Bond Expert: Friday Outlook

by: John Jansen

Prices of Treasury coupon securities are registering very small changes in overnight trading and those small changes have reversed some of the curve steepening march of recent days. So in the overnight, longer maturities have gained ground while shorter maturity issues have languished. Market participants are awaiting the monthly labor data and I think the price action indicates position squaring before the data release at 830AM New York time.

The yield on the 2 year note increased 2 basis points to 0.89 percent. The yield on the 3 year note edged higher by a basis point to 1.41 percent. The 5 year note was a bit of an inflection point as it was unchanged and yields 2.34 percent. The yield on the 7 year note declined a basis point to 3.04 percent. The yield on the 10 year note is lower by a basis point at 3.51 percent and the yield on the Long Bond edged lower by a basis point to 4.39 percent.

The 10 year/30 year spread is 88 basis points.

The 2 year/10 year spread is 262 basis points. I believe while I was at Across the Curve Global HQ yesterday it had traded as wide as 266 basis points.

The 2 year/5 year/30 year spread is 60 basis points. That is at the rich end of the recent range and indicates the cheapening of the Long Bond. Another way to say it is that the 5 year/30 year leg has steepened more than the 2 year/5 year leg.

The focus of the day is the labor report. The consensus looks for a small uptick in the rate and for corporations to have declared about 175K workers redundant. (Sounds much nicer than “outta work”.)

The range on the 10 year note has been 3.55 ish to 3.40 lately with very strong resistance and sell pressure at the 3.30 area.

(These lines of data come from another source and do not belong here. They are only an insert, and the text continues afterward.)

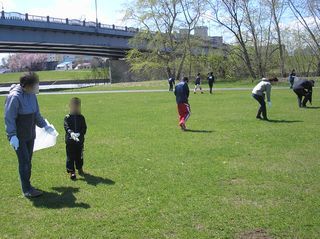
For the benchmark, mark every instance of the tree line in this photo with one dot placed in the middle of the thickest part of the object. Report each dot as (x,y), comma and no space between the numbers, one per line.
(266,37)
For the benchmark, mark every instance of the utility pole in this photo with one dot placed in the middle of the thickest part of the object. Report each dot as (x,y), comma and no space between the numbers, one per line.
(97,22)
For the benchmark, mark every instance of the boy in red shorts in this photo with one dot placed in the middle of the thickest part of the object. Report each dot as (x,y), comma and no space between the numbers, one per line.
(182,94)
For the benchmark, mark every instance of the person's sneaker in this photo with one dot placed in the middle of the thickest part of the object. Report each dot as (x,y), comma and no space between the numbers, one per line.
(73,176)
(183,127)
(81,172)
(33,193)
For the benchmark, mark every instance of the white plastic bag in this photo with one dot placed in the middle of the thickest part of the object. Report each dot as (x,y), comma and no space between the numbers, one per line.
(44,139)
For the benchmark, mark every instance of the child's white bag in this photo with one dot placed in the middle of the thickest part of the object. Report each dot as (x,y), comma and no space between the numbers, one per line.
(44,139)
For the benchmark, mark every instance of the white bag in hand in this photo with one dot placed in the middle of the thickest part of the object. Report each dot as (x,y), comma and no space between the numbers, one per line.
(44,139)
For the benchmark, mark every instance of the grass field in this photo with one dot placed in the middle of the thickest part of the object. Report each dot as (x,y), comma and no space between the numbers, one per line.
(235,178)
(48,76)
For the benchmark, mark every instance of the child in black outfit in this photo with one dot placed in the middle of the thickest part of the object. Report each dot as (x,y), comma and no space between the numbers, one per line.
(75,127)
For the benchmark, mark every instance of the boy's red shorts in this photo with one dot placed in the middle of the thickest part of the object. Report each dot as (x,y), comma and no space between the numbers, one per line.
(184,112)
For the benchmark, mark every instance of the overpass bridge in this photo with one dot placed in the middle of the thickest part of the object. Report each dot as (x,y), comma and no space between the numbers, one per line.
(39,34)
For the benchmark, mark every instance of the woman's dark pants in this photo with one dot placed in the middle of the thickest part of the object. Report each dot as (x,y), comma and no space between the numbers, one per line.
(24,154)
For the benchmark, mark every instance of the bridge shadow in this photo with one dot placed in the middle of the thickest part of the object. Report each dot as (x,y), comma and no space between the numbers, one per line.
(95,180)
(63,197)
(198,131)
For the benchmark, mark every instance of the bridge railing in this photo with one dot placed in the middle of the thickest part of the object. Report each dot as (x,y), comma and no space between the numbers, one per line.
(73,22)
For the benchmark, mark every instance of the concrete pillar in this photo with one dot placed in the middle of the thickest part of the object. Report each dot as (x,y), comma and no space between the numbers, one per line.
(110,70)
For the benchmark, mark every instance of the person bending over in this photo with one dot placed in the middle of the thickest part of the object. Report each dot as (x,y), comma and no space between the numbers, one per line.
(211,80)
(303,88)
(258,93)
(182,94)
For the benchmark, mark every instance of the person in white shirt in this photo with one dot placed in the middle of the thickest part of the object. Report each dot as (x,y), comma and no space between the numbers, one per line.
(258,93)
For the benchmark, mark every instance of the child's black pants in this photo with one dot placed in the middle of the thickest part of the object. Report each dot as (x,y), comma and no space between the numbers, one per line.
(74,157)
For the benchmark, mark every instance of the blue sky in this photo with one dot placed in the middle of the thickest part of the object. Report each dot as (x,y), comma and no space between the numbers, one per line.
(109,11)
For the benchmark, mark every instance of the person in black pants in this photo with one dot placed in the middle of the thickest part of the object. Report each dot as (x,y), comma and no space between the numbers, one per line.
(211,81)
(303,88)
(171,82)
(76,128)
(291,78)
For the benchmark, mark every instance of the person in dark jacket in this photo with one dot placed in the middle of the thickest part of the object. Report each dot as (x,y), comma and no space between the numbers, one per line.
(211,80)
(258,93)
(171,82)
(198,84)
(182,95)
(22,115)
(303,88)
(76,128)
(291,78)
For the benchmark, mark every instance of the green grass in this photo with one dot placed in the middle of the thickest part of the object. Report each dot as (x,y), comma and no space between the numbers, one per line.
(242,176)
(162,84)
(48,76)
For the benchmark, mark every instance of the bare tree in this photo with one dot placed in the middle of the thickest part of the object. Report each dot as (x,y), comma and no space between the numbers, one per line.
(277,8)
(163,46)
(307,12)
(229,14)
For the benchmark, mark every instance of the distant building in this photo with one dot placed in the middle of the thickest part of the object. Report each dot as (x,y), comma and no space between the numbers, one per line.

One technican I read suggested that there is solid support around 3.60 percent. I would use 3.60 and 3.40 as the trading range and the first time at either level I would fade that move.

If you held the proverbial gun to my head and forced me to predict which way we break if the range does not hold I would look for higher yields in the short term. The extent of the recent curve steepening is troubling, and while much of it is a result of the auction supply, and the weakness in the Long Bond (and 10 year note) says to me that investors are rather skeptical about owning that paper.

If we were to trade through 3 .60 on the 10 year I would not tarry for long before exiting long positions.